Ik houd van Italië. Ik houd van de ruige rotsen, de taal, de monumenten, de afgebladderde huizen en het eten. Ik ga er graag op vakantie maar dat gaat waarschijnlijk vanwege het coronavirus dit jaar niet lukken, hoe graag de toeristisch ondernemers ons buitenlandse gasten ook zien komen.
Als puber droomde ik weg bij de liedjes van Eros Ramazzotti. Hij zong over een “terra promessa, un mondo diverso”, het beloofde land, een andere wereld. Ik begreep niet veel van de teksten maar ik had het gevoel dat hij het over diepe dingen had. Het land van Eros Ramazzotti leek me een stuk aantrekkelijker dan het eentonige, rechtlijnige kanaaldorp waar ik woonde.
‘Je keek te ver’, zo heet een boekje van Marjoleine de Vos, redacteur en columnist bij NRC Handelsblad, dichter en essayschrijver. In het boekje beschrijft ze op een poëtische en filosofische manier haar wandelingen door het Groninger land. Ze vertelt over de middeleeuwse kerkjes, de sporen van het verleden in het landschap en het verstrijken van de seizoenen.
Nu we vanwege het coronavirus zo veel mogelijk binnen moeten blijven en niet ver kunnen reizen, zijn we weer aangewezen op onze nabije omgeving. Ik leer allerlei prachtige natuurgebieden in Groningen kennen, waar je de mooiste wandelingen kunt maken. Er is een schitterend parkje vlak bij mij in de buurt, waar een bijzondere gans zit te broeden. Onderweg ernaartoe kom ik door een straat, waar op elke boom een bordje hangt met een gedicht. Mijn oog viel op de tekst “Als ik mijn ogen toedoe, ben ik in Honolulu”…
Na de middelbare school ging ik in Groningen Romaanse talen en daarmee ook Italiaans studeren. De diepgang van de teksten van Eros Ramazzotti bleek wel wat tegen te vallen maar het nummer ‘Terra promessa’ is me bijgebleven.
“Siamo ragazzi di oggi
pensiamo sempre all’America
guardiamo lontano
troppo lontano…”
(We zijn jongeren van deze tijd. We denken altijd aan Amerika. We kijken ver, te ver.)
Aan dit liedje moet ik denken als ik het boekje van Marjoleine de Vos lees. Waar we altijd bezig zijn om plannen te maken en uitkijken naar verre reizen, worden we nu gedwongen om het dichterbij te zoeken. We krijgen meer oog voor de kleine dingen om ons heen en dat kan mooie inzichten opleveren. De blik gaat naar binnen.
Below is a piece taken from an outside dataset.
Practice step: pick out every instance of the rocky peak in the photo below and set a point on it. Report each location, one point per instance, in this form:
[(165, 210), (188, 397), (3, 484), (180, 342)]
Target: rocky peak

“Achter weilanden weiden, daar weer achter
dijken, zee en Zweden. Waar zou je heen?
De blik verliest je met zichzelf in ruimte
waar aankomst ver en ver te zoeken is.
Niet voor de woerd die plotseling en onbedaarlijk
groen het zonlicht en je oog in zwemt.
Kijk bij je voet, maant hij, waar speenkruid
bloeit, de lucht gespiegeld blauw is in het diep.
Voel warmte op je neus, zie ’t vroege blad
van vlier. Je keek te ver. Dat wat je zoekt is hier.”